Divergences transatlantiques sur la notion de « spécialement conçu » dans les contrôles à l’exportation : un appel à la clarté
En 2018, l’Union européenne a élaboré un projet de lignes directrices sur la signification de l’expression « spécialement conçu », et la Commission a sollicité des commentaires en vue de finaliser une « définition commune », cette tentative d’harmonisation étant menée dans le cadre de la Directive 2009/43/CE (dite « Directive Transferts »), qui visait à simplifier les conditions de transfert des produits liés à la défense entre États membres. Bien que ce projet n’ait jamais été adopté sous forme contraignante, le besoin de clarté — et d’un système plus proche de l’approche américaine du "catch and release" — n’a jamais été aussi urgent.

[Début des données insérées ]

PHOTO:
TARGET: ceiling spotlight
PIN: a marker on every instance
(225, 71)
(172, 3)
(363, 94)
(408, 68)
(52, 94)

Dans le paysage géopolitique mouvant d’aujourd’hui, les réglementations en matière de contrôle des exportations sont devenues de véritables instruments stratégiques, dont la portée dépasse désormais la seule sécurité nationale. Un élément clé — mais controversé — de ces réglementations est la définition des biens « spécialement conçus ».
Les États-Unis et l’Union européenne adoptent à cet égard des approches très différentes. Les contrôles à l’exportation américains, encadrés notamment par l’International Traffic in Arms Regulations (ITAR) et l’Export Administration Regulations (EAR), reposent sur une méthodologie rigoureuse dite de « catch and release » (« attraper et relâcher »). Dans ce système, un bien est d’abord « attrapé » s’il est conçu ou modifié pour répondre aux performances ou à la fonction d’un produit contrôlé, ou s’il constitue un composant ou un logiciel essentiel à un tel produit. Il peut ensuite être « relâché » selon des critères clairement définis, par exemple s’il est jugé de moindre importance, s’il présente des performances équivalentes à un bien non contrôlé, ou s’il a été développé comme un produit à usage général convenant à des applications à la fois contrôlées et non contrôlées. Le législateur américain a prévu cinq à six critères de "relâche", selon le corpus réglementaire concerné. Cette approche structurée offre clarté et prévisibilité à l’industrie américaine et à ses partenaires internationaux.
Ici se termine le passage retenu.